Alzo gli occhi al cielo mentre scendiamo l'ennesima rampa di scale: da quando Andrea gli ha comunicato che dovrà affiancarmi nel tentativo di far parlare il prigioniero, Dario non fa che tenere il broncio e ripetere quanto sia scontento del compito che gli è stato affidato. Ha persino provato a convincermi che la sua presenza è superflua – probabilmente sperando che mi sarei fatta portavoce del suo scontento – ma quando Andrea prende una decisione in genere è irremovibile, e io non sono certo così sciocca da cercare di fargli cambiare idea. Neanche la chiacchierata che abbiamo avuto ieri pomeriggio è servita: Dario è talmente restio al pensiero di dover discutere ancora con quel Jinn che si è guardato bene dall'aiutarmi a elaborare una strategia per farlo parlare.

Quindi ora siamo qui, nelle segrete della sede dell'Ordine, e un piano alla volta affondiamo sempre di più nelle viscere della terra, accompagnati soltanto da un impiegato e dalle continue rimostranze del mio compagno.

«Smettila di lamentarti, Dario, o potrei cambiare opinione riguardo al non torturare le persone» ringhio. Le sue continue lamentele mi stanno esasperando, e se continua così, finirò col prendermela con il Jinn sbagliato: lui!

Dario borbotta qualcosa d'incomprensibile e continua a mugugnare sottovoce: non è quello che speravo, ma è comunque un miglioramento. Non appena siamo in vista della cella che ci interessa, finalmente Dario si zittisce.

La cella del Jinn è buia come l'ultima volta che l'ho vista; non c'è neanche un lumicino, tutto è immerso in un'oscurità a malapena rischiarata dalla luce fioca delle lampade poste sul muro del corridoio, e il suo ostinato occupante è come sempre rincantucciato nell'angolo più lontano, ben nascosto.

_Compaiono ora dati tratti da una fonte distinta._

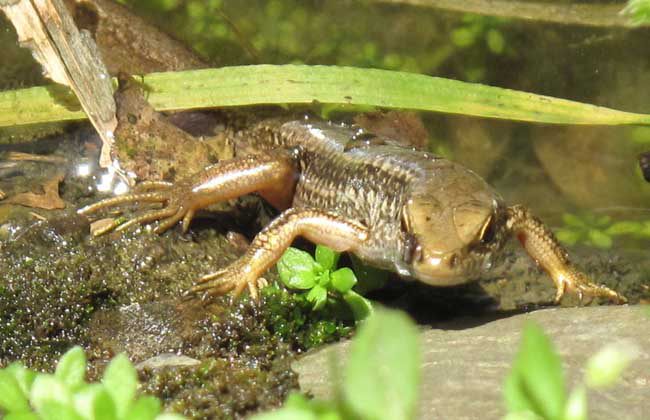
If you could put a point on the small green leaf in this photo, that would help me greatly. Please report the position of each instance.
(361, 307)
(71, 368)
(297, 269)
(324, 278)
(317, 296)
(49, 389)
(327, 257)
(301, 280)
(121, 382)
(382, 374)
(536, 381)
(606, 366)
(24, 376)
(343, 279)
(94, 402)
(495, 41)
(145, 408)
(12, 397)
(599, 239)
(576, 407)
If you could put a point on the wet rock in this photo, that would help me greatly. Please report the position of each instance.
(466, 361)
(167, 360)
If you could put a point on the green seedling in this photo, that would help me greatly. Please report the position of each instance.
(535, 387)
(380, 380)
(321, 282)
(638, 11)
(65, 395)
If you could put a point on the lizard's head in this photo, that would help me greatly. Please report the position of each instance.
(452, 229)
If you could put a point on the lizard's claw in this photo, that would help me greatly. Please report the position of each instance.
(577, 282)
(164, 193)
(238, 276)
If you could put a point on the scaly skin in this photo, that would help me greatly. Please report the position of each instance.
(399, 209)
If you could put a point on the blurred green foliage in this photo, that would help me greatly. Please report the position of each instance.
(379, 381)
(599, 231)
(65, 395)
(638, 11)
(535, 388)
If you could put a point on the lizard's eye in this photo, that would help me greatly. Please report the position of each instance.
(488, 231)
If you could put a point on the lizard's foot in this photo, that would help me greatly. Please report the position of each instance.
(577, 282)
(235, 277)
(161, 192)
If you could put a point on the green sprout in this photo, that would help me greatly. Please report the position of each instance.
(599, 231)
(321, 281)
(380, 379)
(638, 12)
(64, 395)
(535, 388)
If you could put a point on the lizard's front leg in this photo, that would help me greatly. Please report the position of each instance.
(544, 248)
(273, 175)
(268, 246)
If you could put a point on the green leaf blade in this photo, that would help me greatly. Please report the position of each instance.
(347, 87)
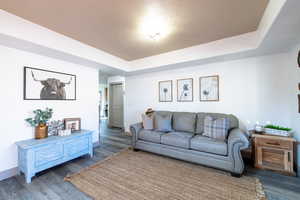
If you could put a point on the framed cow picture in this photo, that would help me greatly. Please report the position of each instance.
(42, 84)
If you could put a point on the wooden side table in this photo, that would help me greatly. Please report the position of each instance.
(274, 153)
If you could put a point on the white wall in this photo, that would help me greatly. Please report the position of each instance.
(13, 109)
(255, 89)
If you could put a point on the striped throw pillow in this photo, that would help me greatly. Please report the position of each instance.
(216, 128)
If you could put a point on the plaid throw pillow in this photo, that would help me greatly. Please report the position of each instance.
(216, 128)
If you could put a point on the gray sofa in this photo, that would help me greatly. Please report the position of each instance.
(186, 142)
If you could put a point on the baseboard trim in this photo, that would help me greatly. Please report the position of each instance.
(8, 173)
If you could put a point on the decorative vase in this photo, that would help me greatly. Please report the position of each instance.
(41, 131)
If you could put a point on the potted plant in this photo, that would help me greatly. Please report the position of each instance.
(277, 130)
(39, 121)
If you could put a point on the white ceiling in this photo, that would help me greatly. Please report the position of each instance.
(114, 26)
(278, 30)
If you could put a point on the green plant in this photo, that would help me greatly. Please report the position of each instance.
(271, 126)
(41, 117)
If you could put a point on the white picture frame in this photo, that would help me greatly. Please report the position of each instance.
(185, 89)
(209, 88)
(165, 89)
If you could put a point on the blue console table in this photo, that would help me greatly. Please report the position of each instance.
(37, 155)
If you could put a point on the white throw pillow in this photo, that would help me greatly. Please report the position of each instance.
(148, 122)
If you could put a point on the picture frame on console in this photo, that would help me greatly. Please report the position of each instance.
(73, 123)
(185, 90)
(209, 88)
(165, 91)
(40, 84)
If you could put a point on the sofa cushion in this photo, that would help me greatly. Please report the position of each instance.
(178, 139)
(216, 128)
(210, 145)
(150, 136)
(183, 121)
(233, 121)
(163, 121)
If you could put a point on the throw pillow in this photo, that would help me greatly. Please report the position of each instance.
(147, 122)
(216, 128)
(163, 123)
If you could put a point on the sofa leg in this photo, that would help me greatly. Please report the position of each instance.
(236, 175)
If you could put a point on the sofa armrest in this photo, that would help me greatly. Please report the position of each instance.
(237, 141)
(135, 129)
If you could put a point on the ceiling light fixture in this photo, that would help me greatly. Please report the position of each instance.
(154, 25)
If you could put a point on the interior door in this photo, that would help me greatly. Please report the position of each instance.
(116, 112)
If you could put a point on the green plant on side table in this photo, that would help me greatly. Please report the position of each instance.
(39, 121)
(277, 130)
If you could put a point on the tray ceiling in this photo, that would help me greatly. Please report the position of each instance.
(113, 26)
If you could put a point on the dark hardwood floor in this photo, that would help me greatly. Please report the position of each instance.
(51, 186)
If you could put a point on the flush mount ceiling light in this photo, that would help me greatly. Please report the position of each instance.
(154, 25)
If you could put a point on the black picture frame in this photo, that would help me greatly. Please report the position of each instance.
(26, 69)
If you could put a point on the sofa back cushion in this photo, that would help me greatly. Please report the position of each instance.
(233, 121)
(216, 128)
(163, 121)
(184, 121)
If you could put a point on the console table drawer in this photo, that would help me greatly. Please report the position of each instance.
(48, 153)
(37, 155)
(76, 146)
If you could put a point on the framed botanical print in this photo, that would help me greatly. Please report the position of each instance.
(165, 91)
(185, 90)
(42, 84)
(298, 59)
(209, 88)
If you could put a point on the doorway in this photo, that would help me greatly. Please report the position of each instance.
(116, 105)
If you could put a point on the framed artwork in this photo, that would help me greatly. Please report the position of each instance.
(209, 88)
(42, 84)
(73, 123)
(185, 90)
(165, 91)
(299, 103)
(298, 59)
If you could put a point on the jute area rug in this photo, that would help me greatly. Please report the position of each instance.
(139, 175)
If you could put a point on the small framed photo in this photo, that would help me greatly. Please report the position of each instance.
(209, 88)
(165, 91)
(185, 90)
(73, 123)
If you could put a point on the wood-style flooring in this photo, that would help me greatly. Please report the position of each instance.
(50, 184)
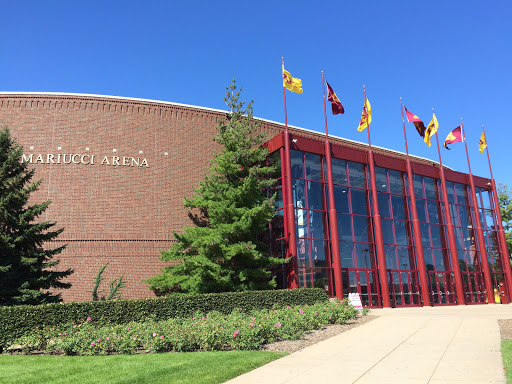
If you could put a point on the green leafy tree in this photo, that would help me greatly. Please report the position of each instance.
(231, 210)
(26, 268)
(505, 200)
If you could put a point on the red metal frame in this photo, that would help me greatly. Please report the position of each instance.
(335, 245)
(308, 144)
(479, 231)
(416, 224)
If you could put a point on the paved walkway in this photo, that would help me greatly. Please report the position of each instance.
(456, 344)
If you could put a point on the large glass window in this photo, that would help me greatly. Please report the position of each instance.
(311, 222)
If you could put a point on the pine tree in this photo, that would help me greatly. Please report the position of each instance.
(231, 210)
(26, 268)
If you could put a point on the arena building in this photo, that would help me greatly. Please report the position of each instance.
(117, 169)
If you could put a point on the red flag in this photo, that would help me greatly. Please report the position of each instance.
(412, 118)
(454, 136)
(335, 102)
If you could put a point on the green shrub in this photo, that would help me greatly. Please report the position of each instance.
(22, 320)
(213, 331)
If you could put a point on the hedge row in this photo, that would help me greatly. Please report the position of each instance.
(20, 320)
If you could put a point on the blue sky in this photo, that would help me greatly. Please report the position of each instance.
(454, 56)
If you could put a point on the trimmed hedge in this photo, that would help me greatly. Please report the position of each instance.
(20, 320)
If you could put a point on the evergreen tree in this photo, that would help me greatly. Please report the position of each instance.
(231, 210)
(26, 268)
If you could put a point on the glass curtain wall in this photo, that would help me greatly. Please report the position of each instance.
(398, 238)
(489, 225)
(355, 230)
(435, 245)
(276, 231)
(459, 197)
(311, 222)
(356, 233)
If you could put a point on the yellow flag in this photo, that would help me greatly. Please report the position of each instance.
(483, 143)
(367, 112)
(291, 83)
(431, 129)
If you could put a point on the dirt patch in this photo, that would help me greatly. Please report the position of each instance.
(316, 336)
(505, 329)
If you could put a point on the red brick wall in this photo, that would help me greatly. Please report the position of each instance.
(118, 214)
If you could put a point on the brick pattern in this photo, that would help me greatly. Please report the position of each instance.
(123, 215)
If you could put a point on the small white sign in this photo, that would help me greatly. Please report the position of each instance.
(355, 300)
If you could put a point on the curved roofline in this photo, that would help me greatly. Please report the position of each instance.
(206, 109)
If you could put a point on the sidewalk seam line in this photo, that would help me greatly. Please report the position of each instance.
(447, 346)
(390, 352)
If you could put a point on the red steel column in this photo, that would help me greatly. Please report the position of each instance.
(451, 234)
(381, 258)
(479, 231)
(425, 294)
(333, 217)
(293, 269)
(386, 302)
(293, 280)
(502, 239)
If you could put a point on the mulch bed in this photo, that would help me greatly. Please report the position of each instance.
(316, 336)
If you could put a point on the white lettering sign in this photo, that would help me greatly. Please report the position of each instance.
(85, 159)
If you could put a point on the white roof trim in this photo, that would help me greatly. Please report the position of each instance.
(203, 108)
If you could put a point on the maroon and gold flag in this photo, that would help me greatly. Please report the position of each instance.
(454, 136)
(412, 118)
(335, 102)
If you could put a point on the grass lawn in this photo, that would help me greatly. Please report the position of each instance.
(176, 368)
(506, 352)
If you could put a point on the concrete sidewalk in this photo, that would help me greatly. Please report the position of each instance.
(456, 344)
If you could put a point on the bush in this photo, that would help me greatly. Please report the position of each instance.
(201, 332)
(22, 320)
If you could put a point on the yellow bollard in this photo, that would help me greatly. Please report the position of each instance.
(497, 297)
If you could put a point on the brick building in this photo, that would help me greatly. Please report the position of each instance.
(116, 170)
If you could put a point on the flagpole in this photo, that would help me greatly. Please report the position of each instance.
(335, 245)
(451, 233)
(502, 240)
(425, 292)
(479, 231)
(293, 280)
(384, 283)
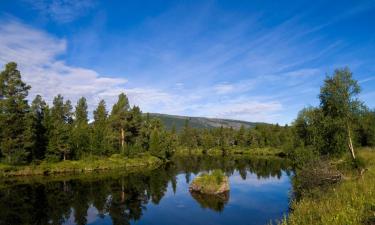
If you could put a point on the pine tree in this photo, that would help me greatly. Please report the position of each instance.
(119, 116)
(37, 129)
(101, 131)
(60, 129)
(13, 114)
(81, 131)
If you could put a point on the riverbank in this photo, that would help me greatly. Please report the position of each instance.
(350, 202)
(266, 151)
(83, 166)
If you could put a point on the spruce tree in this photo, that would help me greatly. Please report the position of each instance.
(81, 131)
(60, 129)
(119, 116)
(13, 115)
(101, 132)
(37, 129)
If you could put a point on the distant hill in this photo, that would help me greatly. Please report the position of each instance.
(200, 122)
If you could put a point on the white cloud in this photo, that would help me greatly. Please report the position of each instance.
(36, 53)
(62, 11)
(223, 88)
(242, 109)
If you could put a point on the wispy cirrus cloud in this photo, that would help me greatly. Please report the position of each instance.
(62, 11)
(37, 54)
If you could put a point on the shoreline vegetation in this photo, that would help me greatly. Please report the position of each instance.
(333, 182)
(120, 162)
(350, 201)
(90, 164)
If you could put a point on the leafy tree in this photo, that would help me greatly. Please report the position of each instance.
(339, 103)
(13, 114)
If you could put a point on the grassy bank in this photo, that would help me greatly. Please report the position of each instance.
(232, 151)
(350, 202)
(80, 166)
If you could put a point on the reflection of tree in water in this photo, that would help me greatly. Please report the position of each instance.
(214, 202)
(122, 197)
(263, 167)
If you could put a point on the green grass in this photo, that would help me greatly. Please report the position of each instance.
(85, 165)
(266, 151)
(352, 202)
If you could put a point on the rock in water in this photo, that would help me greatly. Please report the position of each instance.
(213, 183)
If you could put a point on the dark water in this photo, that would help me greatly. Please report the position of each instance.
(260, 190)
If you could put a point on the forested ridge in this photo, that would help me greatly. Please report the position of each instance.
(35, 131)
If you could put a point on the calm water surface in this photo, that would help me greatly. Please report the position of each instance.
(259, 193)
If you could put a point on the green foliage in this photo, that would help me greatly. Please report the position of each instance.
(60, 130)
(101, 132)
(14, 135)
(80, 137)
(350, 202)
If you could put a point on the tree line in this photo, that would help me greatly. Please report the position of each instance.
(37, 131)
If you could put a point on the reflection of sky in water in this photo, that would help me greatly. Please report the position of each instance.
(252, 201)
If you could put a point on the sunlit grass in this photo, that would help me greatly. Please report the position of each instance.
(84, 165)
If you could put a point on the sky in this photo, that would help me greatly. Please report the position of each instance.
(259, 61)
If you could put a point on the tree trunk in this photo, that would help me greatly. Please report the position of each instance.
(122, 139)
(350, 142)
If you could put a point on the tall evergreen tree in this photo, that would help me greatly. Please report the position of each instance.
(81, 131)
(37, 128)
(60, 129)
(101, 132)
(119, 116)
(13, 114)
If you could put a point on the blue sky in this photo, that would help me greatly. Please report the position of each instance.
(248, 60)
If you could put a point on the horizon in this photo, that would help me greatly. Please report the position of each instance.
(212, 59)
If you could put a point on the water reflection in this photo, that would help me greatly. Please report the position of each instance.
(157, 197)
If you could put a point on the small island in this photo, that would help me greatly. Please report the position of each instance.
(213, 183)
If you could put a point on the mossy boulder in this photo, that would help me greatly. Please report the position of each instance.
(213, 183)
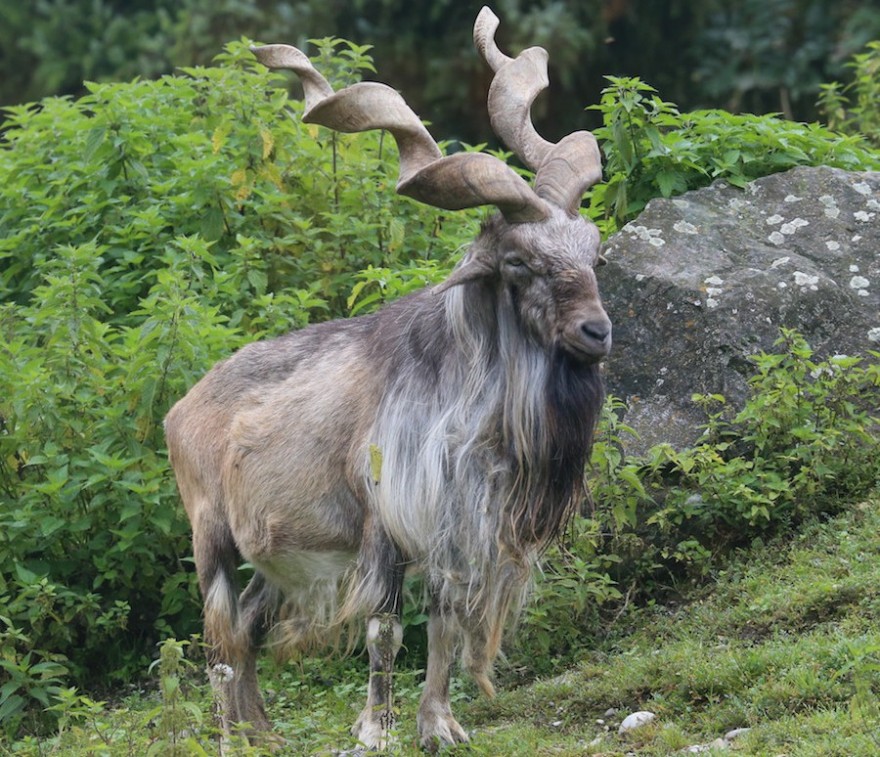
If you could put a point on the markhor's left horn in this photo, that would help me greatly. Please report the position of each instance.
(459, 181)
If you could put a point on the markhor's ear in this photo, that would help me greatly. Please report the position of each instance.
(470, 269)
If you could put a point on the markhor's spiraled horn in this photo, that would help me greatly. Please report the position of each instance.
(565, 170)
(459, 181)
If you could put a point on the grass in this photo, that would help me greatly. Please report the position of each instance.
(786, 642)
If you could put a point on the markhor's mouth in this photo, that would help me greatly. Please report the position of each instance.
(586, 349)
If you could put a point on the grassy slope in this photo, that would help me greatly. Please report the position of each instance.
(787, 643)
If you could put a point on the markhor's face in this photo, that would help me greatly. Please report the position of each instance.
(547, 269)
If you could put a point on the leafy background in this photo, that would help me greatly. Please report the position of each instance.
(149, 228)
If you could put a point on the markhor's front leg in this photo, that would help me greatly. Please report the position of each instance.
(437, 725)
(384, 637)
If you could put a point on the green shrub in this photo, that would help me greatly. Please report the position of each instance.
(653, 150)
(803, 445)
(806, 440)
(852, 109)
(146, 231)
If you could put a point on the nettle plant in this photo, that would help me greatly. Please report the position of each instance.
(146, 231)
(653, 150)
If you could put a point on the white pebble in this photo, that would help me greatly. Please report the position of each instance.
(636, 720)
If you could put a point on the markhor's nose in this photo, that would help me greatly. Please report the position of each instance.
(598, 331)
(594, 338)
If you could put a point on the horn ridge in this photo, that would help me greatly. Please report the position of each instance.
(455, 182)
(564, 170)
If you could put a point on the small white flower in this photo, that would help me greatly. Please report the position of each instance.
(683, 227)
(805, 279)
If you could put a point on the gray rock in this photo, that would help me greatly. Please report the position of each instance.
(699, 282)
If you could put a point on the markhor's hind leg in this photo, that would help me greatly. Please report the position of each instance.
(384, 637)
(257, 608)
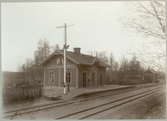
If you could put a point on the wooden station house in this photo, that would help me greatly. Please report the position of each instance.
(82, 70)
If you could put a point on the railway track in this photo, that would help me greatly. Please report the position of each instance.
(63, 103)
(86, 113)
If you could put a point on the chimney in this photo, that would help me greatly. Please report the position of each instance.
(77, 50)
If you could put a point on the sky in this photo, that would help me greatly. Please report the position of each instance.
(96, 28)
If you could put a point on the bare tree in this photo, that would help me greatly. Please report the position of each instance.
(103, 57)
(148, 19)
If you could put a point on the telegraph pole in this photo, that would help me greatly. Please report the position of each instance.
(65, 47)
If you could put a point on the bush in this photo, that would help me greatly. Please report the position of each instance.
(19, 93)
(131, 81)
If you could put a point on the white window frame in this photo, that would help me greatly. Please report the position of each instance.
(52, 76)
(70, 77)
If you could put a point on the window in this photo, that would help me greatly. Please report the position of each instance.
(58, 61)
(93, 77)
(52, 77)
(68, 77)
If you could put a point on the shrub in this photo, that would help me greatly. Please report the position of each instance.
(19, 93)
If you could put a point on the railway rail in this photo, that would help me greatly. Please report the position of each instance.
(63, 103)
(86, 113)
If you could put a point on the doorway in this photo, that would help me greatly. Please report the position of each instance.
(101, 78)
(84, 79)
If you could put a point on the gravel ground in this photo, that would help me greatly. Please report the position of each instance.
(143, 109)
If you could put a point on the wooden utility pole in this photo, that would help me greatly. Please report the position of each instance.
(65, 47)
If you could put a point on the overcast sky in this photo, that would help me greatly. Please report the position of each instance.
(96, 28)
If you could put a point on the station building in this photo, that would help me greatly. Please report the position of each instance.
(82, 70)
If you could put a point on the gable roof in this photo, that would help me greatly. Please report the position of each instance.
(80, 59)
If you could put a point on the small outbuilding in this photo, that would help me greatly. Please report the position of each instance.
(82, 70)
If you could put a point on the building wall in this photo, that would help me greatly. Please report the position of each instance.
(55, 65)
(52, 66)
(89, 76)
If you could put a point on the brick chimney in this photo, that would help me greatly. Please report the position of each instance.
(77, 50)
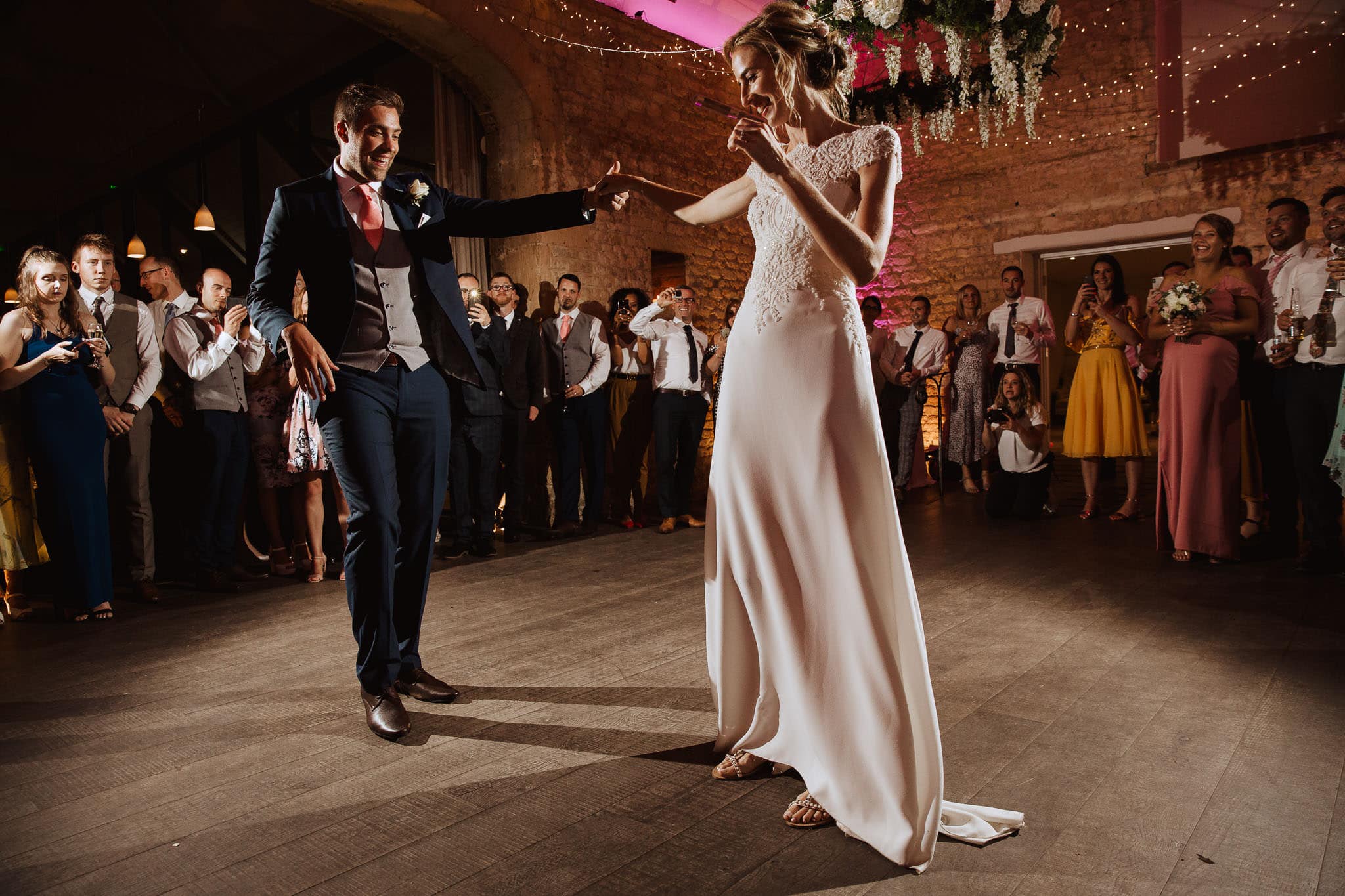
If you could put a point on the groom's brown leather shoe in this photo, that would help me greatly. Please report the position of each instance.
(385, 714)
(423, 685)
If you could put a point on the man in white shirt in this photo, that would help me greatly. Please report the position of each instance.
(1309, 381)
(1266, 386)
(577, 364)
(215, 349)
(912, 354)
(680, 399)
(133, 350)
(1023, 327)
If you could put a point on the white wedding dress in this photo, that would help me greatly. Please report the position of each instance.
(813, 630)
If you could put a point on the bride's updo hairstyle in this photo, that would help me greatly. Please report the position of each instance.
(802, 47)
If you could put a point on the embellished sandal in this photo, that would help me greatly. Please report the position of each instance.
(18, 608)
(807, 802)
(1128, 517)
(739, 766)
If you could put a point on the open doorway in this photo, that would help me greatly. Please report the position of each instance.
(1064, 270)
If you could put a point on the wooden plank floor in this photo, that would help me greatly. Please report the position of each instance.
(1166, 730)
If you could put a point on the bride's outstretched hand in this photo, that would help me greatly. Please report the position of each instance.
(758, 140)
(612, 191)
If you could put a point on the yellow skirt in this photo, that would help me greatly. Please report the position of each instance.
(1105, 418)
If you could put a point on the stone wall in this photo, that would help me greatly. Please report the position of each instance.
(557, 117)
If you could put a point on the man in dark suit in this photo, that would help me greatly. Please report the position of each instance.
(474, 456)
(385, 331)
(522, 390)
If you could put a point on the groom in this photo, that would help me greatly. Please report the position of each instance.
(385, 331)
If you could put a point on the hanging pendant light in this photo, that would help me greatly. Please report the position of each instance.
(204, 219)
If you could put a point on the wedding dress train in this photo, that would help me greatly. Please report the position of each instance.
(814, 636)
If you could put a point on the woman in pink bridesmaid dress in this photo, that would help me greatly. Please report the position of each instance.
(1199, 445)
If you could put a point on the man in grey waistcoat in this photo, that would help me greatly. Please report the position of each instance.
(133, 349)
(386, 330)
(215, 349)
(577, 366)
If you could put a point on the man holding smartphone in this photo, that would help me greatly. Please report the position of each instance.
(214, 345)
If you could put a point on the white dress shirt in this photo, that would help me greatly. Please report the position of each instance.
(670, 350)
(1042, 331)
(1282, 291)
(1016, 457)
(1310, 280)
(602, 366)
(147, 345)
(930, 354)
(164, 309)
(198, 362)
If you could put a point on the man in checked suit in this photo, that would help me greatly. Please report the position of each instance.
(386, 330)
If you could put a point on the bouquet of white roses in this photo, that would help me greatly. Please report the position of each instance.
(1184, 300)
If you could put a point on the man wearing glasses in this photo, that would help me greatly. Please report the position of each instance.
(680, 399)
(522, 390)
(162, 278)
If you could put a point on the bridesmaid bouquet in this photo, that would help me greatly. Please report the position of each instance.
(1184, 300)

Faccio cenno all'impiegato che ci ha scortati che può andare e mi avvicino alla cella. «Dovresti accendere la luce» dico senza emozioni. «Se persisti nel restare al buio, alla lunga ne ricaverai soltanto dei danni alla vista».

«Non voglio la vostra luce» risponde gelido il Jinn.

Allungo la mano verso l'interruttore sul muro e lo faccio scattare: immediatamente una luce vivida riempie la cella, eliminando qualsiasi zona d'ombra. Il Jinn geme e si copre gli occhi con le mani, temporaneamente accecato.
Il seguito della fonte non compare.